A: The following scores will be calculated for each variant:

  • Gene Score: using the GeneCard logic
  • Inheritance Score: using the parsed pattern/segregation and the logic from InheritanceCard.vue
  • Combined NCS Score: using the logic from CombinedScoreCard.vue

Q: How will the calculated scores be included in the downloadable output?

A: The calculated scores will be included in the downloadable output file (JSON, CSV, TSV) using the updated output generation (downloadFile logic in BatchView.vue).

Q: What tasks need to be completed to implement this feature?

A: The following tasks need to be completed to implement this feature:

  • Define and document the expected input format
  • Update parsing logic in BatchView.vue
  • Integrate calls to fetch Gene Score within the batch loop
  • Integrate Inheritance Score calculation logic
  • Integrate Combined NCS calculation logic
  • Update output generation to include score columns for all formats
  • Add error handling for score calculation failures

Q: What is the motivation behind this feature?

A: The motivation behind this feature is to provide the full scoring context for batched variants, significantly increasing the utility of the batch processing feature for variant prioritization.

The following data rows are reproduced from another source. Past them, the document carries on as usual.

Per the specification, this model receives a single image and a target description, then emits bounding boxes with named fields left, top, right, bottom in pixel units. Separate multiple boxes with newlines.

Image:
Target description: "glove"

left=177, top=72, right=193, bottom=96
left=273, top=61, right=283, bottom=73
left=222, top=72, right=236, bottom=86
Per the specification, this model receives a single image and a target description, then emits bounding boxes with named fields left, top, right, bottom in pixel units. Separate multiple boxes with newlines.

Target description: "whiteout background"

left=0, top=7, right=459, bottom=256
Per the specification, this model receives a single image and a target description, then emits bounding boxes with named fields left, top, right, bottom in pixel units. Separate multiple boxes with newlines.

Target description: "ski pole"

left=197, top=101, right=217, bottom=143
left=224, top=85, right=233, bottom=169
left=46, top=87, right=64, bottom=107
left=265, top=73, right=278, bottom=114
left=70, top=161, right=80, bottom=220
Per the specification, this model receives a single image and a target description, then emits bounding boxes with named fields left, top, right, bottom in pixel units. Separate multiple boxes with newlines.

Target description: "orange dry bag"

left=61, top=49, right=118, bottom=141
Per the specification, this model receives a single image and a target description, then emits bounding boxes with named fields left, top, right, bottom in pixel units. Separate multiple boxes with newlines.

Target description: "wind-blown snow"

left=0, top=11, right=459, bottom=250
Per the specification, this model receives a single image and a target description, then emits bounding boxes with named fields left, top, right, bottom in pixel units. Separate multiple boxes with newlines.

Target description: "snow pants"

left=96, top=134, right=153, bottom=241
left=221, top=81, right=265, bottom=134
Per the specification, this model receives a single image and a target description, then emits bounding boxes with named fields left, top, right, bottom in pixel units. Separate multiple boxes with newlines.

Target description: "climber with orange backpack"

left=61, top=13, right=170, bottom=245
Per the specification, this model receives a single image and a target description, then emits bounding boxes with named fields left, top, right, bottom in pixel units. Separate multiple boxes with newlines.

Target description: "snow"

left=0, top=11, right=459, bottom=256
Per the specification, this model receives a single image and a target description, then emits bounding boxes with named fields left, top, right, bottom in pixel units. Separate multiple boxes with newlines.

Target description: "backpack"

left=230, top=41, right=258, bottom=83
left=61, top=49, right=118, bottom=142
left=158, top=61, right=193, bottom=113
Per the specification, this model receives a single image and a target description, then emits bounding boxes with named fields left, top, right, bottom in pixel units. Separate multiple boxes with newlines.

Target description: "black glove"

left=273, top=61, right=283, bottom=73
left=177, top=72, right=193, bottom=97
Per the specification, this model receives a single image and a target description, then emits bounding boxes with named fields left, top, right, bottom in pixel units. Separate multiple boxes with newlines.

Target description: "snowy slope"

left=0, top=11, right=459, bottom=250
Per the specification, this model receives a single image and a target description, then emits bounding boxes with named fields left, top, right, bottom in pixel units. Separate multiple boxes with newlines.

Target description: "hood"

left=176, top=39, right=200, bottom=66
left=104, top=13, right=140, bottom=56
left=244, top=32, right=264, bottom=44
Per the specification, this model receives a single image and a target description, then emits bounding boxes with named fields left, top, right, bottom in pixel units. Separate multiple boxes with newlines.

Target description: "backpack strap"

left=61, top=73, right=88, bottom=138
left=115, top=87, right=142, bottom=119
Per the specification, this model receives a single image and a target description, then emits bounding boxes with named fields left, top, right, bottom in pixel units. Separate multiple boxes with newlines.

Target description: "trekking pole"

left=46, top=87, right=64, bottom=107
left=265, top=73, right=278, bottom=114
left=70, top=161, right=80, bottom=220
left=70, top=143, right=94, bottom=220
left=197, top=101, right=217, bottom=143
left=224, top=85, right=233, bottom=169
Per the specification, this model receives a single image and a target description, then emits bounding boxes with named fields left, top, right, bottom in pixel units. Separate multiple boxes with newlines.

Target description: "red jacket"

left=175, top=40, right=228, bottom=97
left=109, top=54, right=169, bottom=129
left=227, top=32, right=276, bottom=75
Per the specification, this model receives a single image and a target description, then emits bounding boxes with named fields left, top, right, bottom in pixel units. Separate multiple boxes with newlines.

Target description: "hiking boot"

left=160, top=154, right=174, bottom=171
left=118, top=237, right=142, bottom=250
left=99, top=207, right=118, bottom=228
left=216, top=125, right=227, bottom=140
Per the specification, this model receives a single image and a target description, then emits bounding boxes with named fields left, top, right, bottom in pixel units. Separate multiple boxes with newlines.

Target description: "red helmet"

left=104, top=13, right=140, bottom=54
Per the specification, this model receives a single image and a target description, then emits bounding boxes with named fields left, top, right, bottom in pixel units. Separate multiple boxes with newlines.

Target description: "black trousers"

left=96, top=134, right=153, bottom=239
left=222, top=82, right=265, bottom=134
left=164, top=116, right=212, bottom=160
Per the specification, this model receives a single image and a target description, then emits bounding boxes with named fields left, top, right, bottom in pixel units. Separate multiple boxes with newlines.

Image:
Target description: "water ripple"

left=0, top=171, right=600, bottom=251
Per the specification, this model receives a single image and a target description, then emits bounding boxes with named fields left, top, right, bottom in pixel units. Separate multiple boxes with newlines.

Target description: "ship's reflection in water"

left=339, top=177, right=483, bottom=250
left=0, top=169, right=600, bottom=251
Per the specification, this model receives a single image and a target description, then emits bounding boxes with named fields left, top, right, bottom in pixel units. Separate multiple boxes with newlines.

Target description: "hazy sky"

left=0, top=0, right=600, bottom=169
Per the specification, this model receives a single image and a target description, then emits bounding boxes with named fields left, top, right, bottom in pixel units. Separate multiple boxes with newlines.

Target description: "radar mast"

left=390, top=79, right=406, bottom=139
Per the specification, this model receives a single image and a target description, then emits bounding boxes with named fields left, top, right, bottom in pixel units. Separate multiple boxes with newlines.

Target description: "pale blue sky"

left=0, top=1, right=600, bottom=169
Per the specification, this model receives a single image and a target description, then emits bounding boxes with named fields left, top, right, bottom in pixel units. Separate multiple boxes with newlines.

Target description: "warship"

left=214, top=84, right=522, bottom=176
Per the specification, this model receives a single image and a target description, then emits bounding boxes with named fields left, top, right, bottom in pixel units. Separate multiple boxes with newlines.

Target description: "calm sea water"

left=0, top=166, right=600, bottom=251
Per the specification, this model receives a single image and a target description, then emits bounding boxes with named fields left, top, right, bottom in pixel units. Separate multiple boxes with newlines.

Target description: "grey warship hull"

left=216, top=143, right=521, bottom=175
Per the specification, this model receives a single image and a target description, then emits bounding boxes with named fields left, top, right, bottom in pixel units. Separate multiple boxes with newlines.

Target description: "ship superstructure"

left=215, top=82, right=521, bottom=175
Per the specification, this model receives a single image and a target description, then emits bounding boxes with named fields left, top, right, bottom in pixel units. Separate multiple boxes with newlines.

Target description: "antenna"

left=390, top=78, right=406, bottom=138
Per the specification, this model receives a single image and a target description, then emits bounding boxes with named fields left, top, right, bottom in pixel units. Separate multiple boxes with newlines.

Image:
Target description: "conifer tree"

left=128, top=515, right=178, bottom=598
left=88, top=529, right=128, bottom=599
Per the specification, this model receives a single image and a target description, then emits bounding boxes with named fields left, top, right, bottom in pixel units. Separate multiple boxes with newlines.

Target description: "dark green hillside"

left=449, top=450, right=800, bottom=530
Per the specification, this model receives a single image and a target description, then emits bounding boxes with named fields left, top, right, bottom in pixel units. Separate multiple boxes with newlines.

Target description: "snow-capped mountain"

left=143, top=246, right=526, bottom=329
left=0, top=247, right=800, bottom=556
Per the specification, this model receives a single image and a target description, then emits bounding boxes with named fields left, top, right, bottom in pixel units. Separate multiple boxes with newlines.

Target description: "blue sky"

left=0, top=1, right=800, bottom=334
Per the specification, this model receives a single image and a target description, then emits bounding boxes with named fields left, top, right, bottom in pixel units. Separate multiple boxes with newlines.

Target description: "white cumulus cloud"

By enabling users to provide inheritance pattern and segregation probability alongside each variant, and calculating the corresponding scores, this feature enhances the overall user experience and provides more accurate results.

Q: What are the benefits of this feature?

A: The benefits of this feature include:

  • Enhanced user experience
  • More accurate results
  • Increased utility of the batch processing feature for variant prioritization

Q: What are the potential challenges or limitations of this feature?

A: The potential challenges or limitations of this feature include:

  • Complexity of implementing the scoring logic
  • Potential errors in parsing the extra information
  • Limited in the input format

Q: How will this feature be tested and validated?

A: This feature will be tested and validated through a combination of unit tests, integration tests, and manual testing. The feature will be thoroughly reviewed to ensure that it meets the requirements and is free of errors.